Authenticating a user

SimpleFM supplies you with the tools to authenticate a user against the server an run requests under their permissions. Since the user's name and password are required for making requests on their behalf, it needs to be stored temporarily. When you authenticate the user against the server, it will return an identity which contains both the username and the password in an encrypted form. An identity handler is responsible for encrypting and decrypting the password, and while you can implement your own one, SimpleFM supplies a block chipher identity handler based on Zend\Crypt.

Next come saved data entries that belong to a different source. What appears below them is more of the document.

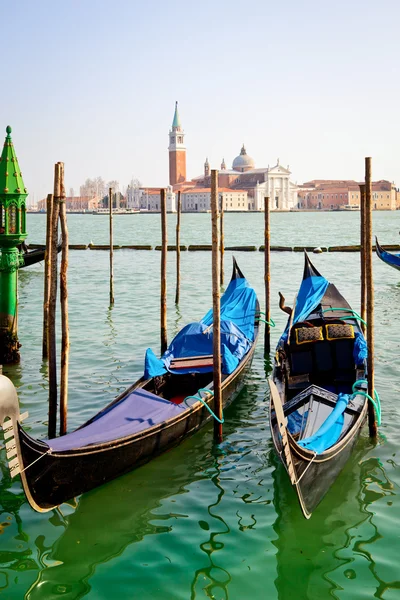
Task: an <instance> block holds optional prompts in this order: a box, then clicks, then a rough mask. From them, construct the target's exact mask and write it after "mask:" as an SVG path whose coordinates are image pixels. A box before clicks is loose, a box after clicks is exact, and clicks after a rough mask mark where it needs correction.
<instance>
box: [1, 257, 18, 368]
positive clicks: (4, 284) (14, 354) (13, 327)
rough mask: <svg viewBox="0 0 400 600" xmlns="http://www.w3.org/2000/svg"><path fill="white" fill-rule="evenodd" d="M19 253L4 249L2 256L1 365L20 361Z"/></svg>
mask: <svg viewBox="0 0 400 600" xmlns="http://www.w3.org/2000/svg"><path fill="white" fill-rule="evenodd" d="M19 261H20V258H19V252H18V250H17V248H2V249H1V256H0V364H3V365H5V364H11V363H17V362H19V360H20V355H19V348H20V347H21V344H20V343H19V342H18V311H17V285H18V267H19Z"/></svg>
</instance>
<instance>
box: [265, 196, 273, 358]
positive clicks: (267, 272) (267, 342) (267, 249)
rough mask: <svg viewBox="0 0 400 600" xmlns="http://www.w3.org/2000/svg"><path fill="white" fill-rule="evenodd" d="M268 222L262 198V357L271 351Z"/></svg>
mask: <svg viewBox="0 0 400 600" xmlns="http://www.w3.org/2000/svg"><path fill="white" fill-rule="evenodd" d="M270 257H271V254H270V221H269V196H265V198H264V282H265V321H266V323H265V337H264V357H267V356H269V353H270V351H271V327H270V321H271V308H270V295H271V294H270V284H271V271H270Z"/></svg>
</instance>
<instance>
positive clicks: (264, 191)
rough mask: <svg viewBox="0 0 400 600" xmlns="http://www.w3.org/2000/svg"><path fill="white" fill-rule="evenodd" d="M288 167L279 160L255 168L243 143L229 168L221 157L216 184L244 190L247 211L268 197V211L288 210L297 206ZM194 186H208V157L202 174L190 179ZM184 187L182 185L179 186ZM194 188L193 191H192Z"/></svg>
mask: <svg viewBox="0 0 400 600" xmlns="http://www.w3.org/2000/svg"><path fill="white" fill-rule="evenodd" d="M290 175H291V172H290V170H289V167H287V168H285V167H284V166H283V165H281V164H280V162H279V159H278V160H277V163H276V165H275V166H274V167H269V166H268V167H263V168H258V169H256V168H255V163H254V160H253V158H251V157H250V156H249V155H248V154H247V152H246V148H245V146H244V144H243V146H242V148H241V150H240V154H239V155H238V156H236V158H234V160H233V162H232V169H226V165H225V160H224V159H223V160H222V163H221V170H220V171H219V172H218V186H219V187H220V188H228V189H230V190H232V191H235V190H237V191H238V190H242V191H246V192H247V197H248V202H247V210H250V211H261V210H263V209H264V198H265V196H269V198H270V210H290V209H292V208H295V207H296V206H297V202H298V200H297V186H296V185H295V184H294V183H292V182H291V181H290ZM191 183H192V184H194V185H195V187H202V188H207V187H210V185H211V175H210V169H209V163H208V159H207V160H206V162H205V163H204V174H203V175H200V176H198V177H194V178H193V179H192V182H191ZM182 187H183V186H182ZM193 191H194V190H193Z"/></svg>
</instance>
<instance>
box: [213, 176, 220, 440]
mask: <svg viewBox="0 0 400 600" xmlns="http://www.w3.org/2000/svg"><path fill="white" fill-rule="evenodd" d="M218 205H219V202H218V171H217V170H216V169H212V170H211V223H212V290H213V365H214V368H213V372H214V377H213V381H214V412H215V414H216V416H217V417H218V419H219V420H220V421H222V390H221V309H220V283H221V276H220V256H219V250H220V243H221V240H220V236H219V222H218V221H219V219H218ZM214 441H215V442H216V443H217V444H220V443H221V442H222V423H219V422H218V421H217V419H214Z"/></svg>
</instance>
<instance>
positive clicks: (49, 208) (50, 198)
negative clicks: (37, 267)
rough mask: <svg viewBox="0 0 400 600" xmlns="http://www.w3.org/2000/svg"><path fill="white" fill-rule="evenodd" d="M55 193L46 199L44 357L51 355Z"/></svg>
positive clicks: (44, 293)
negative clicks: (52, 271)
mask: <svg viewBox="0 0 400 600" xmlns="http://www.w3.org/2000/svg"><path fill="white" fill-rule="evenodd" d="M52 212H53V194H48V195H47V201H46V251H45V255H44V298H43V340H42V358H43V359H46V358H48V357H49V346H48V343H49V299H50V279H51V273H50V269H51V258H50V252H51V239H52Z"/></svg>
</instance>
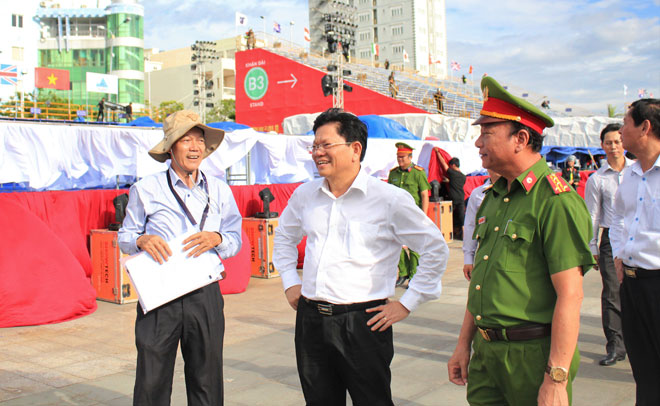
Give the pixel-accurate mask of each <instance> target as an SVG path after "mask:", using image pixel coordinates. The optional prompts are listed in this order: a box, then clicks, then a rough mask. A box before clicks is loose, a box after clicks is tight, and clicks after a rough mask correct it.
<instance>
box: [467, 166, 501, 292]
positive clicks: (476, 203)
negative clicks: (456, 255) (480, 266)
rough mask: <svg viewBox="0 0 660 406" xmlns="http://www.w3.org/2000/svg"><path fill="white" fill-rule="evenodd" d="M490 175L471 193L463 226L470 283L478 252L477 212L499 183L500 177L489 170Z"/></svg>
mask: <svg viewBox="0 0 660 406" xmlns="http://www.w3.org/2000/svg"><path fill="white" fill-rule="evenodd" d="M488 175H489V176H490V177H489V178H488V179H486V182H484V184H483V185H480V186H477V187H476V188H474V189H473V190H472V193H470V199H469V200H468V207H467V208H466V209H465V224H463V233H464V235H463V275H465V279H467V280H468V281H469V280H470V279H471V278H472V269H473V268H474V254H475V253H476V252H477V245H478V244H477V240H474V239H473V238H472V237H473V234H474V227H475V223H476V220H477V210H479V207H481V202H483V201H484V197H485V196H486V195H485V193H486V191H487V190H488V189H490V188H491V187H492V186H493V183H495V182H497V180H498V179H499V178H500V175H499V174H498V173H497V172H495V171H492V170H490V169H488Z"/></svg>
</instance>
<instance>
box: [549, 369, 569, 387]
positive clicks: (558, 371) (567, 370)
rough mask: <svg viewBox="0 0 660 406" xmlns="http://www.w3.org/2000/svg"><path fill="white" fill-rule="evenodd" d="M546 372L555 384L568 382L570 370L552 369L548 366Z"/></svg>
mask: <svg viewBox="0 0 660 406" xmlns="http://www.w3.org/2000/svg"><path fill="white" fill-rule="evenodd" d="M545 372H546V373H547V374H548V375H549V376H550V379H552V381H553V382H557V383H561V382H566V381H567V380H568V370H567V369H566V368H562V367H551V366H550V365H546V367H545Z"/></svg>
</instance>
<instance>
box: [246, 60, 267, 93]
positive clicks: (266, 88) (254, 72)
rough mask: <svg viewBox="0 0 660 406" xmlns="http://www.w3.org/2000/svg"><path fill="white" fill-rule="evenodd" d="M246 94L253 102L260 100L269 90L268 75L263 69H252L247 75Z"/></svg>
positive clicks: (253, 68) (252, 68) (246, 79)
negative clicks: (255, 100)
mask: <svg viewBox="0 0 660 406" xmlns="http://www.w3.org/2000/svg"><path fill="white" fill-rule="evenodd" d="M244 86H245V94H247V96H248V97H249V98H250V99H252V100H259V99H261V98H262V97H264V95H265V94H266V91H267V90H268V74H267V73H266V71H265V70H264V69H263V68H252V69H250V70H249V71H248V73H247V75H245V83H244Z"/></svg>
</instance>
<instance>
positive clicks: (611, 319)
mask: <svg viewBox="0 0 660 406" xmlns="http://www.w3.org/2000/svg"><path fill="white" fill-rule="evenodd" d="M620 129H621V124H615V123H612V124H608V125H607V126H606V127H605V128H603V130H602V131H601V132H600V146H601V148H603V150H604V151H605V155H607V163H605V164H603V166H602V167H601V168H600V169H599V170H598V171H597V172H596V173H593V174H592V175H591V177H589V180H588V181H587V185H586V187H585V192H584V200H585V202H586V203H587V209H589V213H590V214H591V221H592V224H593V229H594V236H593V238H592V239H591V242H590V243H589V247H590V248H591V253H592V254H593V256H594V259H596V262H597V263H598V268H599V269H600V276H601V278H602V280H603V291H602V293H601V296H600V302H601V313H602V320H603V331H604V332H605V338H606V339H607V345H606V346H605V350H606V355H605V358H603V359H601V360H600V365H603V366H610V365H614V364H616V363H617V361H621V360H624V359H625V358H626V348H625V347H624V345H623V333H622V332H621V300H620V298H619V287H620V284H619V281H618V279H617V278H616V269H615V268H614V257H613V256H612V246H611V245H610V237H609V234H610V227H611V226H612V217H613V216H614V196H615V195H616V190H617V188H618V187H619V184H620V183H621V180H622V179H623V170H624V169H625V168H627V167H628V166H630V165H631V164H632V161H630V160H628V159H627V158H626V157H625V155H624V151H623V144H622V143H621V133H619V130H620ZM601 229H602V234H601ZM599 234H601V235H602V237H601V239H600V247H599V246H598V236H599Z"/></svg>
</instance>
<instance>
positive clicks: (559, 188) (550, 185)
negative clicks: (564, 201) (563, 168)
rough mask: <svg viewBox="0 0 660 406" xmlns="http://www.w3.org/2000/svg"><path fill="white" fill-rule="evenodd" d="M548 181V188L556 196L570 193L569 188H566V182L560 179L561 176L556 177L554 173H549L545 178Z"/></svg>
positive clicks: (560, 177)
mask: <svg viewBox="0 0 660 406" xmlns="http://www.w3.org/2000/svg"><path fill="white" fill-rule="evenodd" d="M545 178H546V179H547V180H548V183H550V188H551V189H552V192H553V193H554V194H556V195H558V194H561V193H565V192H570V191H571V187H570V186H568V183H566V180H564V178H562V177H561V176H557V174H556V173H554V172H553V173H551V174H550V175H548V176H546V177H545Z"/></svg>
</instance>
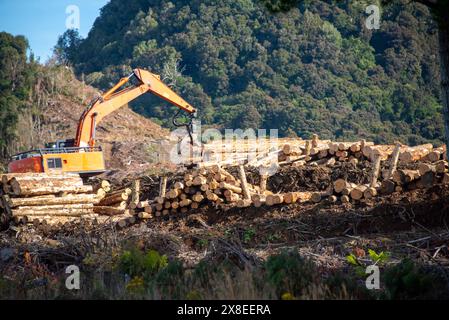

Using the built-in identity handler, you can quickly create an authenticator like this:

<?php
use Soliant\SimpleFM\Authentication\Authenticator;
use Soliant\SimpleFM\Authentication\BlockCipherIdentityHandler;
use Zend\Crypt\BlockCipher;

$identityHandler = new BlockCipherIdentityHandler(
    BlockCipher::factory('openssl', ['algo' => 'aes'])->setKey('some-strong-encryption-key')
);

$authenticator = new Authenticator(
    $resultSetClient,
    $identityHandler,
    'identity-layout',
    'username-field'
);

With the authenticator created you are able to authenticator the user against it. It will return a Result object, which will contain the identity on success:

<?php
$result = $authenticator->authenticate($username, $password);

if (!$result->isSuccess()) {
    // Prompt the user to enter their credentials again
}

$identity = $result->getIdentity();

You should store the returned identity, either in a session or in a cookie. Now before you can make requests with that identity, you have to pass the identity handler to the connection first. To do so, you pass it as fourth parameter to the constructor:

<?php
$connection = new Connection(
    $httpClient,
    $uri,
    $databsae,
    $identityHandler
);

Running requests with user permissions

To run a request with user permissions, you can do that either manually directly through the result set client or via repositories. First, let's illustrate a simple example with the result set client:

<?php
$records = $resultSetClient->execute(
    (new Command('sample-layout', ['-findall' => null]))->withIdentity($identity)
);

This would return all records which the user has permission to see. Since you will normally not run commands directly but via a repository, you'd want to run requests through those instead:

<?php
$entities = $repository->withIdentity($identity)->findAll();

As any object within SimpleFM is immutable, the withIdentity() method actually returns a clone of the repository with the identity set to it. You can re-use that clone if you need to run multiple requests.